Son conseguenze del narcisismo, che ribadisco è un problema sociale e culturale, ancor prima che individuale: la competizione a scapito della collaborazione, l’individualismo e l’egoismo che fanno di ognuno il carceriere e il condannato della propria solitudine, quella patina di autoreferenzialità saccente (ovvero l’assoluta perdita di umiltà), il raggiungimento di una realizzazione che renda soddisfatti, arrivati, condivisi, anche andando contro il proprio nucleo affettivo. Di fatto se l’era dell’apparire è così importante oggi, all’identità vera non resta che omologarsi alla massa, a discapito dei veri sentimenti e dell’autenticità.
Spesso ci chiediamo come mai le persone siano diventate meno sensibili, è chiaro che se predomina una cultura dove il benessere individuale precede ogni cosa, è un pò difficile interessarsi agli altri e impegnarsi a coltivare le relazioni umane, che rischiano così di nascondere sempre un secondo fine; la superficialità di questa cultura porta a manipolare pertanto gli altri che possono esser gettati via quando non servono più. In fondo oggi si acquista con un click e ci si cancella con un click.
Le relazioni sono quindi superficiali, le passioni atrofizzate, l’affettività vissuta come qualcosa di sfocato in cui sentimento ed emozione si confondono. Di conseguenza si riduce l’empatia e la capacità di entrare davvero in contatto con gli altri, di tollerare e di accettarne le diversità.
Le persone si alienano come possono per non pensare, non sentire, si anestetizzano consumando cose e deresponsabilizzandosi da tutto, propagando ondate di sfiducia in tutti i campi.
Appartengo ad una generazione che è stata a cavallo tra il modello sociale tradizionale e quello attuale, in cui la velocità dei cambiamenti è stata troppo accelerata per poterli comprendere ed elaborare.
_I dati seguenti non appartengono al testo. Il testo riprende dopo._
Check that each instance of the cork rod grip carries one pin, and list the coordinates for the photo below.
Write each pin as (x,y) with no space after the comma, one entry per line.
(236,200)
Mi rendo conto che la società per come è costruita oggi alimenta il narcisismo, creando così un circolo vizioso. Sembra infatti che l’unico modo per farsi strada è quello di agire senza scrupoli , come bendati, senza capire cosa si provoca negli altri; a questo punto diviene indispensabile abbassare il livello del sentire..Se sento c’è il rischio che i miei sentimenti mi destabilizzino e se sento corro anche il rischio di sentire cosa suscito negli altri, con la probabilità molto alta che l’immagine costruita del proprio sè, ne esce davvero male.
Da quando ho scoperto questo mondo, di cui questo post è solo un introduzione, ho sentito il bisogno di approfondirlo, perchè la sua “ignoranza” genera in chi ce l ‘ha tanta sofferenza e in chi la incontra e la condivide nella vita, un senso di alienazione e destabilizzazione pazzesco. Ho trovato almeno una spiegazione a quello che mi sembrava un mondo assurdo, che per ora rimane assurdo, ma come per ogni situazione disfunzionale, bisogna prima saperla riconoscere per poi saperla affrontare.